Let’s turn that around then. If you’re going to let American readers know about one British experience or beer, what would that be?

In the book, in the top ten for the bucket list, I included the Burton Union system at Marston Brewery. I think that’s definitely something that’s fascinating, because it reveals a way that beer was made a long time ago that is now the only place that is actually still making it that same way. Firestone Walker has a union system, but it works in a different way. This is something that is really unique to Burton and to Marston’s with their Pedigree Pale Ale. Just to see this system work in itself is remarkable. Also, just visit Burton. If you speak to a brewer and ask about the most historically important brewing cities, you’re going to hear Prague, Munich, Vienna, and places like that, but you’re also going to hear Burton-on-Trent. My girlfriend is from there, and her parents have always lived there, so when I go back to visit them, I get to Burton fairly often now. It continually fascinates me how beer was so central to this very small town. There’s not that much great beer there now, but it’s a great city to walk around and experience the history, or what it might have been like 120 years ago when it was at its peak.

If you could go back to one thing you’ve already been to on your list, what would be the number one choice?
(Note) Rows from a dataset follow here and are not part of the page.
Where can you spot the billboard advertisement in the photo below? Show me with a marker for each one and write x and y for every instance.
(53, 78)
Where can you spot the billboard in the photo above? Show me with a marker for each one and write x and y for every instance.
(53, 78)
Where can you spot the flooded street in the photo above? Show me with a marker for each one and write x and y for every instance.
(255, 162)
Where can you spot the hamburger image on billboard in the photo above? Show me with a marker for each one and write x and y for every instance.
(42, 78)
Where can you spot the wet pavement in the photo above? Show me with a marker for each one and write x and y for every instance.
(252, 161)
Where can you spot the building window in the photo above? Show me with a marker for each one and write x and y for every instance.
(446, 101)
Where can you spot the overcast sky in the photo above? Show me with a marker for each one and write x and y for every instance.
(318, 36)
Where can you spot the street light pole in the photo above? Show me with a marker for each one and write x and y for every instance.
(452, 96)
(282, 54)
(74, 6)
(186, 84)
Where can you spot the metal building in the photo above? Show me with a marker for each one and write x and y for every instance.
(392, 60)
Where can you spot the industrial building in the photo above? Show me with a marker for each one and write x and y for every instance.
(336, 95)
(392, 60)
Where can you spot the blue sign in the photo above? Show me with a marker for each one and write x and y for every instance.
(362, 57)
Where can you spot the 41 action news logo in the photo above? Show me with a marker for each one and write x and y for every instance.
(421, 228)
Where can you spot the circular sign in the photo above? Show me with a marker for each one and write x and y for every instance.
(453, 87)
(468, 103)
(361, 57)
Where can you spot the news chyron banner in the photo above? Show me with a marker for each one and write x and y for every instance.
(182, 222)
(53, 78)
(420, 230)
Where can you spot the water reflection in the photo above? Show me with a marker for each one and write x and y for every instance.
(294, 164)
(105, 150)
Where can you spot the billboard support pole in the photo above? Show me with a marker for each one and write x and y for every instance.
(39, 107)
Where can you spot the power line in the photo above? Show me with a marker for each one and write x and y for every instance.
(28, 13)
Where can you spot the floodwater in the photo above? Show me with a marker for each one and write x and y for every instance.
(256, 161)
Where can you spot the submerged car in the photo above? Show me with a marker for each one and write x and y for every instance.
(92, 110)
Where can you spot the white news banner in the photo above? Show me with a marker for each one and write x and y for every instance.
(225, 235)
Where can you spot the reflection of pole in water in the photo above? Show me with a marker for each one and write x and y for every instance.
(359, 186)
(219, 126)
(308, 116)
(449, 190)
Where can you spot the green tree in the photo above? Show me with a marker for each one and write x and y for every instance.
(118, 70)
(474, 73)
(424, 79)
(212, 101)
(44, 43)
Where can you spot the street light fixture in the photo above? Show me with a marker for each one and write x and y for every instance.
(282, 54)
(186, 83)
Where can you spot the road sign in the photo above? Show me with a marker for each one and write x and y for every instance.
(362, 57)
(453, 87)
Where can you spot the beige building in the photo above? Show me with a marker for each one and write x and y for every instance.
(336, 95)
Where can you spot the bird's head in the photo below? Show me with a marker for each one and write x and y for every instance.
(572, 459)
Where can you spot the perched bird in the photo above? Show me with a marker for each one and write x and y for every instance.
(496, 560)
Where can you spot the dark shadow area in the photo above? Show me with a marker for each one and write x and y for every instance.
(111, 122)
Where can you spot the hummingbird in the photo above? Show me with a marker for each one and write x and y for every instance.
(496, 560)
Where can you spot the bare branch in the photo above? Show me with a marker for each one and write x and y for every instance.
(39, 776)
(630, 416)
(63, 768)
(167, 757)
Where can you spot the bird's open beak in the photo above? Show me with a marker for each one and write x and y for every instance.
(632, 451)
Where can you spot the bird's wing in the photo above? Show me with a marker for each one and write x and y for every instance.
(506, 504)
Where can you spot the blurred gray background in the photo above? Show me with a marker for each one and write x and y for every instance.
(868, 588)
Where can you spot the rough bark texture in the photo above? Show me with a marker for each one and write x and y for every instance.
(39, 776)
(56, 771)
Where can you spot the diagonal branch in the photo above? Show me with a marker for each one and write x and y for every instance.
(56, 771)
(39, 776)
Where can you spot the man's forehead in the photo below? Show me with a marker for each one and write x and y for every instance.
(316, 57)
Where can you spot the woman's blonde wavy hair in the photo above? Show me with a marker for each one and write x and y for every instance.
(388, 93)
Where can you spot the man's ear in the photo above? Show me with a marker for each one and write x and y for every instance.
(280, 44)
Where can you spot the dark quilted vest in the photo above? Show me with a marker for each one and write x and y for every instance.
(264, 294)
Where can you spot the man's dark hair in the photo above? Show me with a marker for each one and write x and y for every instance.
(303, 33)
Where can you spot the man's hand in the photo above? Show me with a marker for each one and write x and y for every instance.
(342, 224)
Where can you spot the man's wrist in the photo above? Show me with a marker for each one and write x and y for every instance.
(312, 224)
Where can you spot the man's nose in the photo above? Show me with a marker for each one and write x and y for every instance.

Probably Pilsner Urquell. I love Pilsner Urquell. I love the cellars. Just go to the cellars underneath that city. They’re cold, they’re damp, and there are these huge barrels of fermenting lager. It takes you back to how lager would have been when it was very, very first made. It’s the most atmospheric and remarkable place to actually drink that beer. I’ve done it now probably a dozen times. I used to work for Pilsner Urquell. A couple years ago, I did a lot of the storytelling for their online content, which was amazing, because I got a lot of access to the brewery, but it also meant I got to drink beer in those cellars very often. Some things you get used to. They become normal. For me, every time I go down there, I get goosebumps. I still get excited. I get butterflies in my stomach at the prospect of that beer.

While you are obviously able to appreciate all different beer styles, it seems like you have a particular affinity toward hop-focused beers. Would you say that’s accurate?

Yeah, I think dry, pale, and hoppy. If you were to ask me to name my three favorite beer styles, it would probably be Pilsner, IPA, and something like a Belgian Tripel or Strong Golden. I love the dryness and refreshing characteristics of beer, so I love clean and hop-driven beers.

Was there anything on your travels for this book that particularly surprised you, either because you didn’t have high expectations and it exceeded them, or vice versa?

Poland was interesting. Going to Poland to drink Baltic Porter. I went to Warsaw for a Baltic Porter festival, so I expected there to be a few. The beers themselves were remarkable. Really exceptional beers. Beyond the Baltic Porter, there was a really interesting beer scene there. A very large amount of very good beer. Going north a little bit, you’ve got Lithuania. They make unique beers. Farmhouse beers that aren’t Belgian Saison, but have always been brewed in farmhouses, using the same special yeast they have. They’re unlike any beers I’ve ever tasted before. I genuinely had no point of reference for the beers I was drinking. They weren’t funky like cider, they weren’t lambics, they weren’t saison. They were just this unique entity on their own, which to me was just remarkable, because I didn’t understand them. I need to go back and drink more of them, because it’s just so different.

I’ve had my eye on traveling up around there for a while.

It’s really fascinating. And there’s also really good craft beer. If you go down into Estonia and go to Tallinn, you’ve got this mix of history and an unchanging way of making beer and then the bright, electric IPAs as well.

This book was an excuse to travel. You can probably tell that. For me it was about drinking beer around the world and trying to understand how people enjoy beer.